ENTRE EL OLIMPO Y LA TIERRA
Cuenta la mitología griega que tal era la devoción mutua de los hermanos que compartieron todas las luchas y aventuras con total entrega del uno hacia el otro. Cuando Cástor fue herido en batalla, su hermano fue en su ayuda. Poco podía hacer Pólux, pues su hermano agonizaba sin esperanza alguna. Con indecible tristeza pide a su padre Zeus por la vida de su hermano en estos términos:

"-Oh padre Zeus, toma mi vida en vez de la de mi hermano. De lo contrario, déjame morir también. Sin él, no conoceré nada sino la pesadumbre por el resto de mis días”. Y Zeus le respondió: "-Tú eres mi hijo, Pólux, y por tanto gozas de vida eterna. Tu hermano nació de simiente mortal, y como todos los humanos está destinado a saborear la muerte. Pero te daré una opción. Puedes venir al Olimpo, como es tu derecho, y morar con Atenea y Ares y los demás dioses. O, si deseas compartir tu inmortalidad con tu hermano, debes pasar la mitad del tiempo bajo la tierra, y la otra mitad en la áurea morada del cielo”. Leal como siempre, Pólux decidió compartir su inmortalidad con su hermano, renunciando a su vida en el Olimpo. Así fue como Zeus devolvió la vida a Cástor.

LO QUE NOS DEJA EL MITO
Los gemelos de la Constelación de Géminis son una metáfora de lo que somos. Parte de nuestro tiempo nos elevamos por encima de nuestras miserias humanas y el resto sucumbimos a ellas. 

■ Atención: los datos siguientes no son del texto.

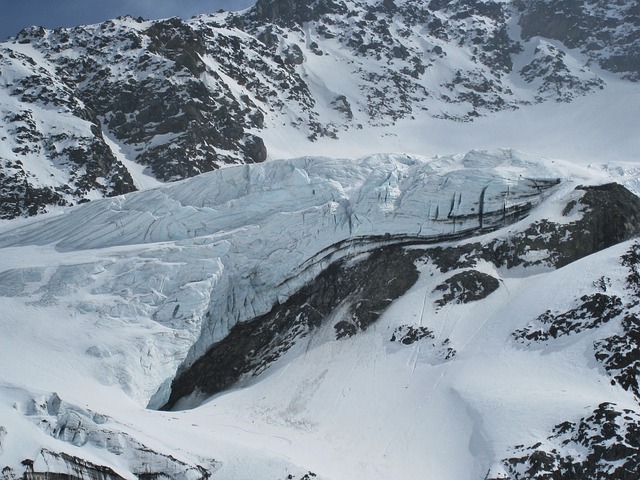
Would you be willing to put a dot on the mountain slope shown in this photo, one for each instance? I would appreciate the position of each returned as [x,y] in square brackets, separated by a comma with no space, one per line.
[97,110]
[497,332]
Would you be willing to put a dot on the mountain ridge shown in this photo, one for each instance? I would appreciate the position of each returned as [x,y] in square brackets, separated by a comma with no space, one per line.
[185,97]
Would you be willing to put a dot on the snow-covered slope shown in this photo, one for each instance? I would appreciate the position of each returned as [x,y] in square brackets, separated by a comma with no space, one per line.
[100,110]
[455,352]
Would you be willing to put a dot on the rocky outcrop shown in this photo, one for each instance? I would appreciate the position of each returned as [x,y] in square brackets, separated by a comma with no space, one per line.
[466,286]
[603,445]
[79,427]
[606,32]
[351,294]
[186,97]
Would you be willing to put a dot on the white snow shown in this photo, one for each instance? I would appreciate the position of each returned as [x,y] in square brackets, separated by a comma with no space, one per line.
[102,303]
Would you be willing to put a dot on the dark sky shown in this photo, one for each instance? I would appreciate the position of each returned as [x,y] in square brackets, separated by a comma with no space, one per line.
[17,14]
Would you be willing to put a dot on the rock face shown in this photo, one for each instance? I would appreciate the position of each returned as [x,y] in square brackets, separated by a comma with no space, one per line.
[361,288]
[608,441]
[606,32]
[83,105]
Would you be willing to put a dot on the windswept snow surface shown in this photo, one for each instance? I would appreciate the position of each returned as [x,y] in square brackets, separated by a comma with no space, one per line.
[102,303]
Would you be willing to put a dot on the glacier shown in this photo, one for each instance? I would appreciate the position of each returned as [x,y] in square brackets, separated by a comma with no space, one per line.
[105,303]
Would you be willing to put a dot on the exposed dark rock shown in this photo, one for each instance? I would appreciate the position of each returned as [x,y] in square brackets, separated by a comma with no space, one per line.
[467,286]
[604,446]
[605,31]
[365,288]
[610,215]
[75,468]
[409,334]
[594,311]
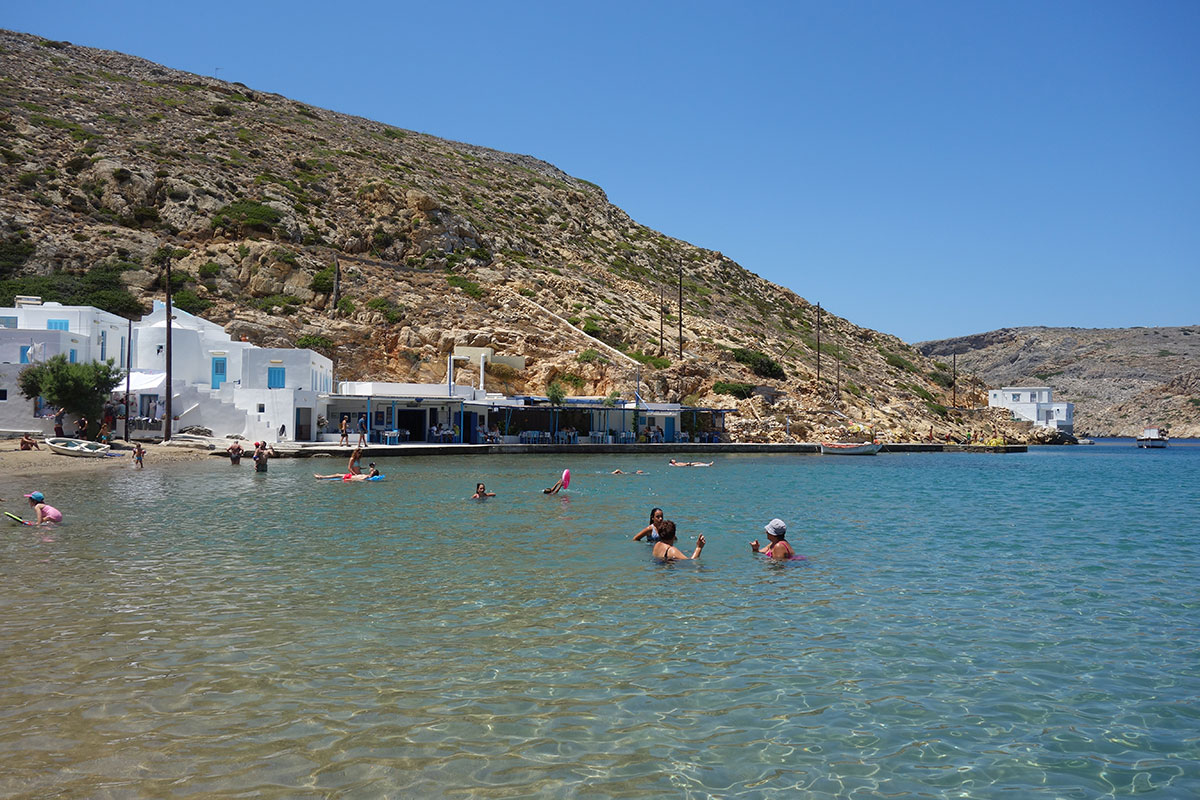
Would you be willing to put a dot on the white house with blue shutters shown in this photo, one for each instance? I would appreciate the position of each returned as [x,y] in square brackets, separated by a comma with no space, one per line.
[1035,404]
[232,388]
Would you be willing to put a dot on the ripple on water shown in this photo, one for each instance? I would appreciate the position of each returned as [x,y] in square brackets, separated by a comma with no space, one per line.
[965,625]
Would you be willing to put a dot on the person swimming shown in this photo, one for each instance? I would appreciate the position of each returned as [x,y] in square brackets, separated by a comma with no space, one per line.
[665,548]
[778,548]
[651,533]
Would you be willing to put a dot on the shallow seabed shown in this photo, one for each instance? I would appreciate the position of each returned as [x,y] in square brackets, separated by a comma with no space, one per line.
[966,625]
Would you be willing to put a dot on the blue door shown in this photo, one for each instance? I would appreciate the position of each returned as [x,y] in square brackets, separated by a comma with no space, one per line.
[219,370]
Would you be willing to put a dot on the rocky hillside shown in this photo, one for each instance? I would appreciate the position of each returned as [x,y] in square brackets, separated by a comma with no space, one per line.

La figura retórica de la metáfora da cuenta de esa miscelánea que coexiste en nosotros: capaces de las mayores crueldades y al mismo tiempo de las más nobles acciones. Vicios y virtudes conviviendo, dando cuenta que, finalmente somos humanos. A veces demasiado apegados a los bienes terrenales y otras volando muy alto, buscando saciar esa sed de infinito que llevamos en nuestra alma.